And it’s not as simple as categorizing materials by fiber type. Consider the overlap: The highest performing S-glass rubs up against the standard industrial grades of carbon fiber for tensile strength. Determining if a material is high-performance likely requires closer examination of a few factors, such as the end-use industry, mechanical performance and fiber configuration.

High-performance composite materials were required to create the smooth lines on the Stedelijk Museum's new addition, appropriately nicknamed "the bathtub".

High-performance composite materials were required to create the smooth lines on the Stedelijk Museum’s new addition, appropriately nicknamed “the bathtub”.

Each market segment has a different concept of high-performance composites: Aerospace may seek different properties than automotive, architecture or other markets. “Some industries are very concerned about a particular mechanical characteristic, like flexural modulus, tensile strength or compressive modulus,” says Carling. “For them, that’s the driving factor that qualifies a material as high-performance, but it might not be for another industry.”

That’s why it’s critical to consider mechanical performance. “You can accomplish something with a high-performance composite that you cannot accomplish with traditional materials, whether that’s strength or modulus or weight,” says Gert Frederiks, president and CEO of Teijin Aramid. Suppliers offer a variety of reinforcements designed to meet certain characteristics, such as intermediate modulus fibers, high-tenacity fibers, ultra modulus fibers and more. But the terms are used a bit loosely, says Carling.

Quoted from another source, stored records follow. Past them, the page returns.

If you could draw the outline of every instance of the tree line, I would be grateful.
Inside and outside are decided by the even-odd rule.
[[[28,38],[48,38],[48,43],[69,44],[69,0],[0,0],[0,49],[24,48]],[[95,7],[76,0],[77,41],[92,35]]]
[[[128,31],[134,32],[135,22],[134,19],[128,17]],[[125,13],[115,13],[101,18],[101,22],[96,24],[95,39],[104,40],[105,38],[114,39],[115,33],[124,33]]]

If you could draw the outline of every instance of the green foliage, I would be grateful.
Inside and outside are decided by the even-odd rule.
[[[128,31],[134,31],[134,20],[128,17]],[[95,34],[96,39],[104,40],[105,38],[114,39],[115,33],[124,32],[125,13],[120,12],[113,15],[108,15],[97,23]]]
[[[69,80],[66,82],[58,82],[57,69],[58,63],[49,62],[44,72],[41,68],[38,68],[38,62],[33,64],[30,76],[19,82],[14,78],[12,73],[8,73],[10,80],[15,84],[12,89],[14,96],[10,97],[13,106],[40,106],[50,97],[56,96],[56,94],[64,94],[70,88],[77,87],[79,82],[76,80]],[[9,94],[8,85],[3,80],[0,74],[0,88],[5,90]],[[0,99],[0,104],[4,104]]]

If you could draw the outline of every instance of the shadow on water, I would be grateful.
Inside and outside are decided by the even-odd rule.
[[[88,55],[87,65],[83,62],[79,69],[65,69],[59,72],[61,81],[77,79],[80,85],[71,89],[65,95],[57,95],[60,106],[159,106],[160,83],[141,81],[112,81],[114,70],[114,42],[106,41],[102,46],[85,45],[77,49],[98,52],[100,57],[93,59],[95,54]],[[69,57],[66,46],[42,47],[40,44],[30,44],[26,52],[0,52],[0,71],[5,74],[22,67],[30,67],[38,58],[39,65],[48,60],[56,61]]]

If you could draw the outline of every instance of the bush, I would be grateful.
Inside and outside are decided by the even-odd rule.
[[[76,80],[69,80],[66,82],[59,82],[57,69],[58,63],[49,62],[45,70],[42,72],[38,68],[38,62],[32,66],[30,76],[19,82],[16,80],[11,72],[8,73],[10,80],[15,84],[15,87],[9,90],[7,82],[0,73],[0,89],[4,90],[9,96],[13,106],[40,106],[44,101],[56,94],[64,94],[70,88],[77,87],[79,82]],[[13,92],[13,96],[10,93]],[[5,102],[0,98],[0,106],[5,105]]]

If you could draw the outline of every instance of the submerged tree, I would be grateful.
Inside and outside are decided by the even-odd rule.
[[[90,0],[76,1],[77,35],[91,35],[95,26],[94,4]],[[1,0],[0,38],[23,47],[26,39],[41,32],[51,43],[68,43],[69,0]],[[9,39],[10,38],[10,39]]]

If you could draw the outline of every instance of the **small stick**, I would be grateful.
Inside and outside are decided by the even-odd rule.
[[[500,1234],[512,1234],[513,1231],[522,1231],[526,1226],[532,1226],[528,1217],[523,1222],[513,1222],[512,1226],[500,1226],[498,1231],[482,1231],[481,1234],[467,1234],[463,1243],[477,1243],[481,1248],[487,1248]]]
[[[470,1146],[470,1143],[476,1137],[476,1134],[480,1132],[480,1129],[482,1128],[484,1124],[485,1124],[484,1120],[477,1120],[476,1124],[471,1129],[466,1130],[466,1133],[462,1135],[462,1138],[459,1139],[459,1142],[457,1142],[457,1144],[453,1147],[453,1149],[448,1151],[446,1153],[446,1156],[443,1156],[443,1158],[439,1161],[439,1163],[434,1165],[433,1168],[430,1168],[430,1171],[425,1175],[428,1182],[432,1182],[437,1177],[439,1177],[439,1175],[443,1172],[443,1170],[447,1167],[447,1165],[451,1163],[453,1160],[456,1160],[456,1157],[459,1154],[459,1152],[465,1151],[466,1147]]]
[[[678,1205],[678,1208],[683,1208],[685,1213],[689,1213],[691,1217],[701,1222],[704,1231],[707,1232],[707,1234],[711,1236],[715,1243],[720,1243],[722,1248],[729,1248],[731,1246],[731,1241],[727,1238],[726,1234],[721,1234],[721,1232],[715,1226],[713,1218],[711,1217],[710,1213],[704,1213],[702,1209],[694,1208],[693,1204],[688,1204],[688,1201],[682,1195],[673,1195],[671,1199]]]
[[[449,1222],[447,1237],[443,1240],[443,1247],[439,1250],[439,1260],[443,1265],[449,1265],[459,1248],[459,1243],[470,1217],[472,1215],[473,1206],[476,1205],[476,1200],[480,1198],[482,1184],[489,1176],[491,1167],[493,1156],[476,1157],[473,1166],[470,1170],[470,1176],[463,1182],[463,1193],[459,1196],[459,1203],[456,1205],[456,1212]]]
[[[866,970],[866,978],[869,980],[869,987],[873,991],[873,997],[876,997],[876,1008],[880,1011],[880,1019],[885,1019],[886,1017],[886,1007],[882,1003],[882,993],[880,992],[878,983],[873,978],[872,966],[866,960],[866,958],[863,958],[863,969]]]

“Everybody has their own nomenclature for what constitutes aerospace grade,” he says. “I try not to get too settled on the name: I look at the actual mechanical performance of the fiber.” Carling defines high-performance as a raw fiber with a tensile strength greater than 5,000 megapascals (MPa) and tensile modulus above 250 gigapascals (GPa).

IDI Composites International, headquartered in Noblesville, Ind., formulates thermoset molding compounds, including sheet molding compounds (SMC) and bulk molding compounds (BMC). It has a new line of Structural Thermoset Compounds™, manufactured in both sheet and bulk formats, for high-performance applications. The molding compounds use specialized resins and higher levels of reinforcement to provide greater strength, lower coefficients of thermal expansion and better corrosion resistance.

Larry Landis, director of technology and quality for IDI, says his company considers a material high-performance if it can be used in structural applications. “In the SMC field, that’s materials with more than 40 percent fiberglass,” he says. BMC isn’t often looked at for structural applications. While it has some very good structural properties, you can’t typically load the compound with high levels of fiberglass or carbon fiber. But IDI has structural BMCs.